A deseducação estava preparada e foi profunda e profusamente aplicada. Em menos de trinta anos temos este resultado trágico nos EUA, na Europa, nas Américas e Ásia, com algumas exceções.

Os EUA (maior expressão de poder ocidental) elegem presidente um tipo de marionete, que há uns setenta anos era conhecido por “mané-gostoso”, fazia rir e divertir as crianças.

Hoje falam em comprar Estados Nacionais ou territórios de outros países, no que dá razão a Varoufakis.

Mas há que se esperar reações, mesmo que sejam de disputas. E há expectativa de guerra, morte, miséria, migrações, fome e desespero.

<><> Estamos diante de uma gracinha e da tragédia anunciada?

Afinal, quem sabe os limites do Estado Judeu aprovado no Congresso da Basileia (Suíça), em 29/08/1897. Theodor Herzl seu mentor escreveu:

“Se eu tivesse que resumir o Congresso de Basileia numa só frase, ela seria “em Basileia eu fundei o Estado Judeu”.

O que será dos palestinos e islâmicos que moram há mais tempo do que os judeus nestas mesmas terras?

Mas Trump quer comprar países como quem compra supermercados; para ampliar seus negócios. E o ditador é Maduro?!

E a Europa? Onde estão lideranças que orgulhavam o país, das mais distintas ideologias políticas?
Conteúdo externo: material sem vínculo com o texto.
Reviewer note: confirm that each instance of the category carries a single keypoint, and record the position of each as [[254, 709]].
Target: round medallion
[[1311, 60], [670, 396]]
Diga o caro leitor em que países o responsável pela gestão é o presidente e onde é o primeiro-ministro? Ambos figuras atualmente inexpressivas. Não pelos méritos pessoais mas pela necessária submissão aos capitais financeiros.

Realmente, l’état est fini!

Não é caso de desesperança, mas do mínimo de compreensão e nenhuma sabujice. Há um outro mundo se formando, menos midiatizado, o que não significa ser menor nem mais fraco: o multipolar.
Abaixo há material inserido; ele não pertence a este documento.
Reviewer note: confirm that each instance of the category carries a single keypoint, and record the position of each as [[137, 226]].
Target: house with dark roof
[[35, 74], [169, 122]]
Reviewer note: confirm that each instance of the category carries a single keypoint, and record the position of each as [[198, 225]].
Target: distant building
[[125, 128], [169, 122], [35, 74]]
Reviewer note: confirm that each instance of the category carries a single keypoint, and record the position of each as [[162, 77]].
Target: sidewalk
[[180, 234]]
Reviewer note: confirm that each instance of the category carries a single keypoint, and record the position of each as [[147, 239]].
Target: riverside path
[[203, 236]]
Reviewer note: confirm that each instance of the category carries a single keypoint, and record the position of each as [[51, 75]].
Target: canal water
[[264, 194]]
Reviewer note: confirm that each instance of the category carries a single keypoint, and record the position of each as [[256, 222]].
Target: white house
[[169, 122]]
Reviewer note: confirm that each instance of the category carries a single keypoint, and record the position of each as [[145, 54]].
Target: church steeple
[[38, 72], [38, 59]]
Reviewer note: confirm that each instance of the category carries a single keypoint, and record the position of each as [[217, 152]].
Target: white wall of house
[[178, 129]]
Quem são lideranças no mundo multipolar? A China e Índia de quase um bilhão e meio de habitantes, Indonésia de perto de 300 milhões, Rússia, com 150 milhões.

A China, conforme o estadunidense Fundo Monetário Internacional (FMI), tem seu Produto Interno Bruto (PIB) avaliado para 2024 em US$ 18 trilhões, a Índia, US$ 4 trilhões, a Rússia US$ 2 trilhões, a Indonésia US$ 1,5 trilhão.
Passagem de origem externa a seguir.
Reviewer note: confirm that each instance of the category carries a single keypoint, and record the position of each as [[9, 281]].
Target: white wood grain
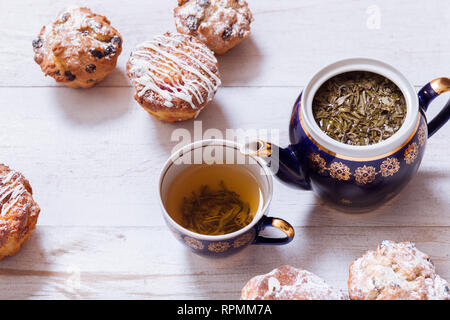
[[133, 262], [93, 156]]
Estes quatro países estão no BRICS alargado, apenas a Indonésia ainda não pertence à Organização para Cooperação de Xangai (OCX), mas muitos outros já participam, fazendo da Iniciativa do Cinturão e Rota (a Nova Rota da Seda) um grupo de países que já forma quase outra Organização das Nações Unidas (ONU).

Quem pensa que ficará sozinho, entre derrotados, se engana. A força multipolar já representa mais da metade da população da Terra, recursos em proporção semelhante e, o que é mais importante, soberania de cada Estado Nacional e o interesse na paz, na humanidade.

Já o mundo dos subservientes, do mané-gostoso, da unipolaridade, afunda na desigualdade, nas guerras e na miséria da maioria. E EUA e aliados ainda insistem: ditador é Maduro!